Microsoft is giving away one year of post-retirement support for Windows 7 to customers with active Windows 10 subscriptions.
“Enterprise Agreement and Enterprise Agreement Subscription (EA and EAS) customers with active subscription licenses to Windows 10 Enterprise E5, Microsoft 365 E5, or Microsoft 365 E5 Security will get Windows 7 Extended Security Updates for Year 1 as a benefit,” Microsoft said in a FAQ about the end of support for Windows 7 and Office 2010.
Windows 10 Enterprise E5 and Microsoft 365 E5 are the top-tier subscriptions of the OS or packages that include the operating system. They are the highest-priced plans in their specific lines.
Windows 7 Extended Security Updates (ESU), announced in September 2018, were cast as a last resort for organizations unable to move off the OS before its Jan. 14, 2020, retirement. For a per-device fee, businesses would receive security updates to patch the most serious vulnerabilities, letting them continue running Windows 7. ESU was to be sold in one-year increments for a maximum of three years, making January 2023 the final-final retirement for the operating system.
Later revelations showed that ESU costs would double at the second year, then again for the third. Prices would range from $25 per device – for the first year and discounted for Windows 10 Enterprise or Microsoft 365 subscribers – to $200 per device, that highest price for the third year.
Microsoft’s promotion, which runs through Dec. 31, provides the first year of ESU to all subscribers of the eligible plans if those subscriptions were purchased before the end of this year and still active on the last day of December.
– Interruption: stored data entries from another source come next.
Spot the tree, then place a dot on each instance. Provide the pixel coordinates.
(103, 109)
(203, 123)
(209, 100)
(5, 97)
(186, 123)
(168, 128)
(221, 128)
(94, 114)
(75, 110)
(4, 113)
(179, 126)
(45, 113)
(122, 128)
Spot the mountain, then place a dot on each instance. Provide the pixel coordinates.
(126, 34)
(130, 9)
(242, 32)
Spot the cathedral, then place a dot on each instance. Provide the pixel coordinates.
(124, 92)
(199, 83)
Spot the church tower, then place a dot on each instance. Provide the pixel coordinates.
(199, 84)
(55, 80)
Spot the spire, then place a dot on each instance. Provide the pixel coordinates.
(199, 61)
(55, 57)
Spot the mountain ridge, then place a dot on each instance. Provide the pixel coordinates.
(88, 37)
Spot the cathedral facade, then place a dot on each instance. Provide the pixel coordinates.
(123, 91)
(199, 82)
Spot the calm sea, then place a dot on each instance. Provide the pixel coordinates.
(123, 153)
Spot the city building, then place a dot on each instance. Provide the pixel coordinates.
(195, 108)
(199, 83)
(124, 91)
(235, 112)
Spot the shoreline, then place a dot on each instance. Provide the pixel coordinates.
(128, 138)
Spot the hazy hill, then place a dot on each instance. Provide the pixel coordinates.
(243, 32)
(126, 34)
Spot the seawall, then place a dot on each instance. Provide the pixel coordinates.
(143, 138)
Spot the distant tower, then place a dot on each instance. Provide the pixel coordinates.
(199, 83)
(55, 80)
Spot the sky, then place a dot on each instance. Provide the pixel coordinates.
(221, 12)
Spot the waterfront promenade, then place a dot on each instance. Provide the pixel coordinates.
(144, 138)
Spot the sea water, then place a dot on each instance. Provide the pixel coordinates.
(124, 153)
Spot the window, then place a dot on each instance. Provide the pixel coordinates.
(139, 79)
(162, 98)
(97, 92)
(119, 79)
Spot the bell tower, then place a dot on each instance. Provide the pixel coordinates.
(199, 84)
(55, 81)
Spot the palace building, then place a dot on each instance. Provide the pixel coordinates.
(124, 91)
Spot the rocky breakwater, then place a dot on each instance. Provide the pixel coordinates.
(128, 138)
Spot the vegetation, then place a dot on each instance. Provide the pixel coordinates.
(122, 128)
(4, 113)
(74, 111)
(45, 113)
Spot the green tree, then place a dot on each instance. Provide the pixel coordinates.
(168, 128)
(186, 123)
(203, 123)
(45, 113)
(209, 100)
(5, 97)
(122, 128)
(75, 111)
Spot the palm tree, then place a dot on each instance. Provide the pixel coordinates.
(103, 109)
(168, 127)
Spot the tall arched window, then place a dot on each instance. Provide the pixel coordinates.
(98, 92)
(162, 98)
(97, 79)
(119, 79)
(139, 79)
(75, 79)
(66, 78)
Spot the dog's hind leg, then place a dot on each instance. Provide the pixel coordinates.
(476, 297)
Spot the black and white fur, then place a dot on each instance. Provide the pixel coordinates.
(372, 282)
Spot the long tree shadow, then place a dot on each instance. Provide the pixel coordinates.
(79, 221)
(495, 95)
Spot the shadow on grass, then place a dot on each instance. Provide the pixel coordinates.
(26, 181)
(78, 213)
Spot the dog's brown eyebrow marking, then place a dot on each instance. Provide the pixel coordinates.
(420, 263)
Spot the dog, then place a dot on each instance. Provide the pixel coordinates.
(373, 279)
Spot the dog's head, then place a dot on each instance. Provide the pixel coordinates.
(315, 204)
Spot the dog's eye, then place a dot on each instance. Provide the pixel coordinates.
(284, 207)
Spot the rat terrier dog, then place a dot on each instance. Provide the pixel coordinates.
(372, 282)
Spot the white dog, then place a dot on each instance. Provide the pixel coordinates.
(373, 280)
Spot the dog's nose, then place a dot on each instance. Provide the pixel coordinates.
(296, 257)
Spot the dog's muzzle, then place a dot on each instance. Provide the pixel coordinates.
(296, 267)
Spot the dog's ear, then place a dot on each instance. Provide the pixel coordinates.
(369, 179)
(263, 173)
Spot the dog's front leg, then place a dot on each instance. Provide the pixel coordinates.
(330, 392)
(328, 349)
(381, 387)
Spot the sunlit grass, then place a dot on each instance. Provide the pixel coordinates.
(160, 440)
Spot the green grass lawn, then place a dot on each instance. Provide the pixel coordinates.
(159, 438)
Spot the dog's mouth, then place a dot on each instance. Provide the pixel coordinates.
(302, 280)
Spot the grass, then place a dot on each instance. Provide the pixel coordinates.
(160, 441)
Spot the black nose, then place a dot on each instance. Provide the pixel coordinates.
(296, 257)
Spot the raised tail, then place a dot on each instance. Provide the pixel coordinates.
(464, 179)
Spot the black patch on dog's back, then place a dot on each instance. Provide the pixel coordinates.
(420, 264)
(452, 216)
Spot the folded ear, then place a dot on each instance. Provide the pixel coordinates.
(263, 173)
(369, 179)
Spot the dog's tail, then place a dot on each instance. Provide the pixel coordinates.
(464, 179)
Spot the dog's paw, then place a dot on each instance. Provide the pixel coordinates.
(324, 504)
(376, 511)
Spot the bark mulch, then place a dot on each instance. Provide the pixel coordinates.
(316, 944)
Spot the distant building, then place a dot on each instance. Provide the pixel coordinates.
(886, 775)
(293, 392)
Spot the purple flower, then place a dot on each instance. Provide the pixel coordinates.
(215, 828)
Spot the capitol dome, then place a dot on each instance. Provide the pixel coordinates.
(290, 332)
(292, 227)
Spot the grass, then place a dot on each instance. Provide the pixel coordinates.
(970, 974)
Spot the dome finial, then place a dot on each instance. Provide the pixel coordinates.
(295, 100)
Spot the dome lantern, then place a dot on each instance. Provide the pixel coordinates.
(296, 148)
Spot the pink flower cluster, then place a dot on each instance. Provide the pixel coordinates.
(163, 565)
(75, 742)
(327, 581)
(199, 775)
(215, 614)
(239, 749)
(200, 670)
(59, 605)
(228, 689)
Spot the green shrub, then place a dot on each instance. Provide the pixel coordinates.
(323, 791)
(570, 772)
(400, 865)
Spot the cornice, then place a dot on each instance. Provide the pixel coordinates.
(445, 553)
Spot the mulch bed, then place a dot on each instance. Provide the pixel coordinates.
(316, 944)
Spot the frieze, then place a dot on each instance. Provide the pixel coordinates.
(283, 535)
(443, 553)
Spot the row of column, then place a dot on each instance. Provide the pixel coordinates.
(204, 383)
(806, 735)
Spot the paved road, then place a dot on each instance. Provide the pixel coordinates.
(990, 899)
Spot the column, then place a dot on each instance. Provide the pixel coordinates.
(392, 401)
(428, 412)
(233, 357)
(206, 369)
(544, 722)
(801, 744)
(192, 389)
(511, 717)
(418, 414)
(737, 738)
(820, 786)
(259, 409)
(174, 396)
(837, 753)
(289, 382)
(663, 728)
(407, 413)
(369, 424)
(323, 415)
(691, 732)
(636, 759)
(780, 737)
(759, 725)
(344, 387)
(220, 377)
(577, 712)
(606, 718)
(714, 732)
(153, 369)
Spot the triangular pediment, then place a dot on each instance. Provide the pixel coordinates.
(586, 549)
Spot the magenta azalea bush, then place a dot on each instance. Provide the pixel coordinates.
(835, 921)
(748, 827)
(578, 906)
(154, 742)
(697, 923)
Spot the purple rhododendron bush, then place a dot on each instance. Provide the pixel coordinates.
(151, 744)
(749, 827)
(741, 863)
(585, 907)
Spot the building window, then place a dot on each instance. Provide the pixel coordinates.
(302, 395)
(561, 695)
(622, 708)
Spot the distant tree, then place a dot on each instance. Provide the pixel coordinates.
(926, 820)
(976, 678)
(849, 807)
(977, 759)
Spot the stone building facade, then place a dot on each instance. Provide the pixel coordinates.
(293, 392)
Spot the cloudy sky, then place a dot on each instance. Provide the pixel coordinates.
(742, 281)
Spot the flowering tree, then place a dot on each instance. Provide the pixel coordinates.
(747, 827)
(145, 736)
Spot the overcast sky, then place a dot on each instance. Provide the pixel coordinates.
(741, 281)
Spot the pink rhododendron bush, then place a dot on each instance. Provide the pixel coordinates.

“Qualifying subscription licenses must remain active throughout the full ESU coverage period, or the free ESU coverage expires with the subscription,” Microsoft said.
Years 2 and 3 of ESU can be purchased separately for $50 and $100 per device, respectively, although Microsoft expected they wouldn’t be needed. “We believe most customers that need to purchase Windows 7 ESU will need only Year 1 coverage,” the company wrote in the FAQ. “[And] the annual price increases … are intended to incent customers to continue their momentum on Windows 10 deployments.”